Trump juga menyatakan Rusia lebih banyak kooperatif daripada negeri Ukraina di hal penyelesaian konflik yang digunakan potensial.
“Saya harus tahu bahwa mereka ingin menyelesaikan (konflik),” ujar Trump terhadap wartawan pada hari Hari Jumat pada menanggapi pertanyaan tentang bantuan militer Negeri Paman Sam ke Kiev.
Presiden menyatakan ketika ini beliau tidaklah tahu apakah Kiev benar-benar berikrar untuk perdamaian.

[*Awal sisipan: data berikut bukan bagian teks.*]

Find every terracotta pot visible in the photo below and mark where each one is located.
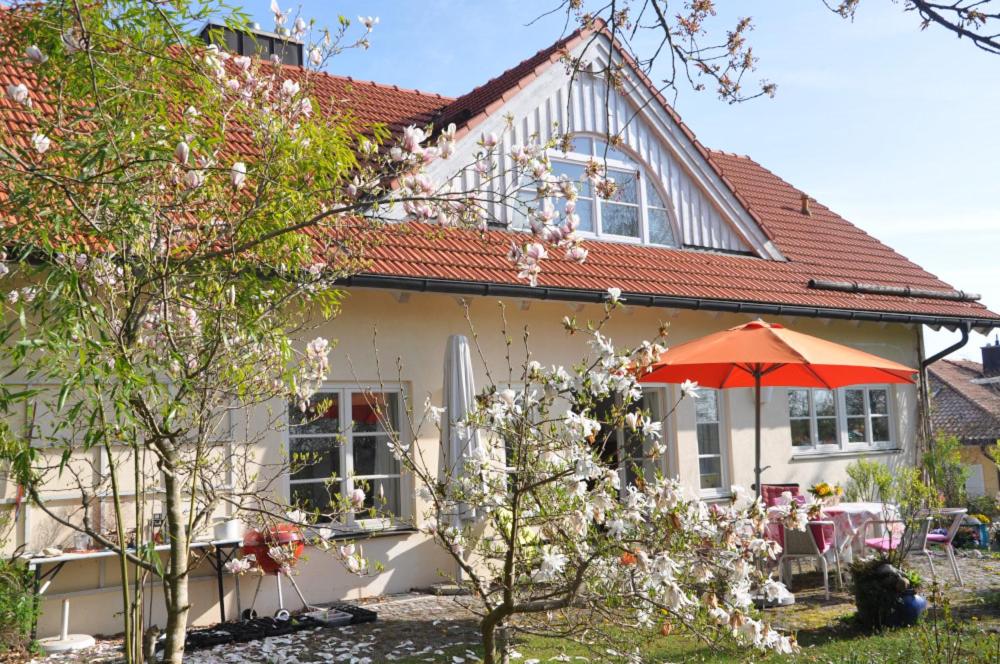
[243,523,306,574]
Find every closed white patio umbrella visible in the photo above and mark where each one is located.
[441,334,483,527]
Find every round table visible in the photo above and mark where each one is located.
[823,502,899,563]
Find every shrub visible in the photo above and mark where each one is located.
[923,434,969,507]
[844,459,893,502]
[0,559,37,653]
[966,496,1000,523]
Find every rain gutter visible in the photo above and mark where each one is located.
[339,274,1000,330]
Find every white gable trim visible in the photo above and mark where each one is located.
[430,34,785,260]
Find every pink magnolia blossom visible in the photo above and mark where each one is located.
[174,141,191,164]
[7,83,31,108]
[31,132,52,154]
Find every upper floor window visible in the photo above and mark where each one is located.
[788,385,894,452]
[519,136,677,247]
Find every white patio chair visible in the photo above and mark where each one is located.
[859,516,937,581]
[927,507,969,586]
[778,521,844,599]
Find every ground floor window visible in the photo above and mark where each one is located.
[788,385,895,452]
[288,387,402,525]
[694,389,728,494]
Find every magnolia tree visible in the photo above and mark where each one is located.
[372,302,806,663]
[0,0,592,662]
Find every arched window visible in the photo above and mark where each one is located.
[549,135,677,247]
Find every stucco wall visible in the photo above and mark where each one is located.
[8,289,918,635]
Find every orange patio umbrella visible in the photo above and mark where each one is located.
[639,320,917,496]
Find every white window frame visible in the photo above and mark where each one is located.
[285,384,410,530]
[785,384,899,456]
[691,388,731,498]
[516,133,682,249]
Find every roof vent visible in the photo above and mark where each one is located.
[198,23,303,67]
[983,339,1000,378]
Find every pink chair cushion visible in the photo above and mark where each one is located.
[865,537,899,551]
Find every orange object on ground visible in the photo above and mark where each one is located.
[639,320,917,495]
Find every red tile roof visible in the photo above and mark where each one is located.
[930,360,1000,444]
[0,14,1000,322]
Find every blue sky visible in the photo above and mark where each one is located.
[244,0,1000,359]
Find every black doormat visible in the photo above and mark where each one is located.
[178,616,326,650]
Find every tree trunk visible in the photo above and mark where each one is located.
[162,468,191,664]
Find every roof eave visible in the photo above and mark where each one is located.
[340,273,1000,331]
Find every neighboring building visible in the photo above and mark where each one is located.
[928,341,1000,497]
[0,18,1000,634]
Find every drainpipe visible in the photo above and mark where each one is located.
[914,322,969,456]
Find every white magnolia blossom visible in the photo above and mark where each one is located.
[24,44,49,65]
[681,380,700,399]
[394,326,795,652]
[229,161,247,189]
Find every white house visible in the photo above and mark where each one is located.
[0,20,1000,635]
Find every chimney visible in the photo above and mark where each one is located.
[983,339,1000,378]
[198,23,303,67]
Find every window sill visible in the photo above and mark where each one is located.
[310,525,420,542]
[791,447,903,461]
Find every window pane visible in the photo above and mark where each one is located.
[569,136,594,156]
[552,159,591,196]
[868,390,889,415]
[791,420,812,447]
[352,436,399,475]
[289,436,340,480]
[847,417,868,443]
[601,201,639,237]
[872,417,890,443]
[354,477,400,519]
[698,457,722,489]
[694,390,719,423]
[291,482,340,512]
[351,392,399,433]
[698,424,719,454]
[844,390,865,415]
[646,208,675,245]
[576,198,594,233]
[788,390,809,417]
[813,390,837,417]
[288,392,340,436]
[594,140,633,163]
[608,169,639,205]
[816,417,837,445]
[646,178,667,209]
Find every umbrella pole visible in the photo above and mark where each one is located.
[753,367,761,498]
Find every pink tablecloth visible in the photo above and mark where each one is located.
[823,503,899,561]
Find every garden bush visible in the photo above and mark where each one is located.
[844,459,893,502]
[923,434,969,507]
[0,559,37,654]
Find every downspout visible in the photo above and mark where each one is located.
[913,322,969,456]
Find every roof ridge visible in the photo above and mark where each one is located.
[258,58,455,103]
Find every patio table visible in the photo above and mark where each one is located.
[823,502,899,563]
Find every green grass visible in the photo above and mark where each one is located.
[401,619,1000,664]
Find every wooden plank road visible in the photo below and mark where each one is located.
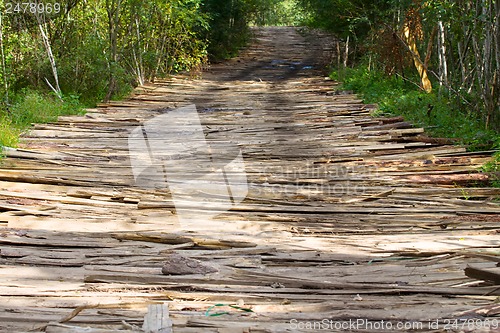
[0,28,500,333]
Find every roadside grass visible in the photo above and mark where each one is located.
[0,90,84,148]
[330,66,500,187]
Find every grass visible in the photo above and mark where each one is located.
[331,67,500,187]
[332,67,500,151]
[0,90,84,147]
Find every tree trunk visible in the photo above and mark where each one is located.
[35,14,62,100]
[104,0,122,102]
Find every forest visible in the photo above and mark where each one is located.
[0,0,500,148]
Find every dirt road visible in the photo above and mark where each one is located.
[0,28,500,333]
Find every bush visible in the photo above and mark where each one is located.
[0,90,84,147]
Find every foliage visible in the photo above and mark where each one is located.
[332,66,498,150]
[252,0,307,26]
[0,90,83,147]
[300,0,500,130]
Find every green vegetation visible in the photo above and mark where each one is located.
[300,0,500,132]
[332,66,500,150]
[0,0,291,146]
[0,90,83,147]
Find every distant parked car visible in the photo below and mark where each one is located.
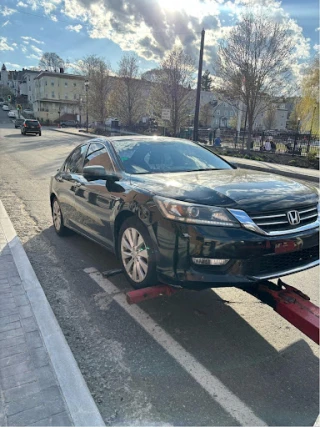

“Jika dia tidaklah ingin berdamai, kami akan meninggalkan dari sana, oleh sebab itu kami ingin merekan berdamai,” tegas Trump.
Sejauh ini Washington sudah pernah melakukan komunikasi yang lebih tinggi produktif dengan Kota Moskow mengenai penyelesaian konflik yang dimaksud potensial, meskipun Rusia “memiliki semua kartu” serta tanah Ukraina tidaklah miliki apa pun, menurut presiden.
Trump menambahkan beliau yakin Presiden Rusia Vladimir Presiden Rusia menginginkan perdamaian.
“Saya pikir kami melakukannya dengan sangat baik dengan Rusia,” ujar presiden AS, seraya menambahkan ia “merasa tambahan sulit … untuk berurusan dengan Ukraina.”
Jumat lalu, Trump juga Presiden tanah Ukraina Volodymyr Zelensky terlibat di perbincangan yang digunakan menegangkan di tempat Gedung Putih.
Pertemuan tersebut, yang mana dimaksudkan sebagai pendahuluan penandatanganan perjanjian yang mana memberikan akses Amerika Serikat ke mineral tanah jarang Ukraina, akhirnya berubah menjadi panas.